Here’s what the final outcome should look like for a GlobalProtect-Skype for Business-Exchange environment for split tunnel.
Of course, I fully admit this is really more of a legacy design with everything on-premises, but you could just as easily send the Exchange traffic to Office 365 in the split tunnel.
Thoughts on GlobalProtect Application Process Split Tunnel
While I had configured the traditional methods of doing split tunnel configurations (IP split tunnel and DNS servers), I’m still a little puzzled to the fact that the Palo Alto GlobalProtect application process split tunnel seemed to cause issues. My guess is that something in the way the Skype for Business client is designed prevents the process from being completely split tunneled, and I think this has to do with the way Skype for Business operates with Windows.
Basically, SfB gets a selection of candidates that it uses from the interfaces on the computer. In a GP split tunnel set up (with or without application process split tunnel configured), you’ll see ALL IP addresses (including the tunnel address) listed as candidates, and my suspicion is that Skype for Business still tries to use a tunnel interface, and sometimes it gets around the Palo Alto GlobalProtect application exclusion, and then that causes calls, application sharing, and even conferences to fail. I can’t show my own logs seeing this for security reasons, so you’ll have to trust me on that one.
Here’s the quick solution for GlobalProtect and Skype for Business Split Tunnel
Create separate DNS servers for VPN clients and create the specific Skype for Business DNS records needed, and configure them for external IP addresses so that Skype for Business resolves external addresses and configures itself appropriately.
Create firewall rules that block traffic to/from the VPN network to internal Skype for Business and Exchange IP addresses. We want the SfB client to determine it can’t go inside for traffic.

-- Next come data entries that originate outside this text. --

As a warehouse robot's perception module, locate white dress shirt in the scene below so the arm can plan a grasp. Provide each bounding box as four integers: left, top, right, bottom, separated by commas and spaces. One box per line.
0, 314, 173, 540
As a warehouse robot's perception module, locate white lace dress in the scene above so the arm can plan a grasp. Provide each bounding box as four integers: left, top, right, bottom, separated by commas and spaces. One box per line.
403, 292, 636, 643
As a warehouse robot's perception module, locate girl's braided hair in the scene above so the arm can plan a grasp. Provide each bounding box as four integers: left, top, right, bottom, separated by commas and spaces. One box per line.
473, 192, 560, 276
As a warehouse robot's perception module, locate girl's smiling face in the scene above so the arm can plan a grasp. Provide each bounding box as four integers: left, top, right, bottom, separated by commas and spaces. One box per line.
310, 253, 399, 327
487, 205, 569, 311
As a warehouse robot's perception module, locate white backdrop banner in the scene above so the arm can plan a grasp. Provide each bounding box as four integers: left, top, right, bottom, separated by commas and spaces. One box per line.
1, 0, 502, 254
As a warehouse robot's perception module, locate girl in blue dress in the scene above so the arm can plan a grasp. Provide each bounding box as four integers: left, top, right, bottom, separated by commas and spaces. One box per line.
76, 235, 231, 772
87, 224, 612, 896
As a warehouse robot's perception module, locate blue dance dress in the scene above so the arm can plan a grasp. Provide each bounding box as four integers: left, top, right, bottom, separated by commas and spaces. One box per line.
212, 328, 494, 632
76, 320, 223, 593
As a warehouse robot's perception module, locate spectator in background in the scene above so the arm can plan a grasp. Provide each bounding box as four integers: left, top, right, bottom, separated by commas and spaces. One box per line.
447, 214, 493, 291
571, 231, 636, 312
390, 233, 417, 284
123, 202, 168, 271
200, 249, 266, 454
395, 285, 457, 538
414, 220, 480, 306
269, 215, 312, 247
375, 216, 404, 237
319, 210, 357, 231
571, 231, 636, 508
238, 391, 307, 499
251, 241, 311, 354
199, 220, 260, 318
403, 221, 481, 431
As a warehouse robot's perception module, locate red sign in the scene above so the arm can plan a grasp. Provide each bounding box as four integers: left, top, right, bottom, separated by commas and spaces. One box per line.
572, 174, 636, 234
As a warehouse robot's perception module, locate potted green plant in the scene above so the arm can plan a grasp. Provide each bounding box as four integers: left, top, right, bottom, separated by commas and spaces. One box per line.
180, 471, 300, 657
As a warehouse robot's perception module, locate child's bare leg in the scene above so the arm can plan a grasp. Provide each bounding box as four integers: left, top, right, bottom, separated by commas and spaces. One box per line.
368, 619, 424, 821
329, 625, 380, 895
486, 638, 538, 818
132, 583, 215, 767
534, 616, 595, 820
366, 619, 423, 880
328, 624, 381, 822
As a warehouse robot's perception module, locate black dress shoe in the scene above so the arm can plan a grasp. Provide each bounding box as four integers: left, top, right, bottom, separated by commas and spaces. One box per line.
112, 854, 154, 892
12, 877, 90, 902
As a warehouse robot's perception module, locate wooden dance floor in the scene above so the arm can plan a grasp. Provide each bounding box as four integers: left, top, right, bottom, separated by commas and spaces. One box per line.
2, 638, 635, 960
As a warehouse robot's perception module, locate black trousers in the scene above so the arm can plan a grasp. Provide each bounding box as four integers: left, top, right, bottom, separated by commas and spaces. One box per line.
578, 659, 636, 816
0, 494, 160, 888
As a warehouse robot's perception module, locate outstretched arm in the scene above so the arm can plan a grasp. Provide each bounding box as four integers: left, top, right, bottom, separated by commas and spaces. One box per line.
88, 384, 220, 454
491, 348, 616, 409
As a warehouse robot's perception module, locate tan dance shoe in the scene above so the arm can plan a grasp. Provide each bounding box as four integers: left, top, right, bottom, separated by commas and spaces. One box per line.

In Panorama or PANOS, under Network > GlobalProtect > Gateway > Agent > Client Settings > Client-Config > Split Tunnel > Exclude, configure all external SfB addresses so that the GP client doesn’t send traffic for those IPs through the tunnel. Alternatively, under Network > GlobalProtect > Gateway > Agent > Client Settings > Client-Config > Split Tunnel > Domain and Application > Exclude Domain, you could add the SfB external FQDNs (that said, IIRC, the stuff under ‘Domain and Application’ requires the GlobalProtect license…technically).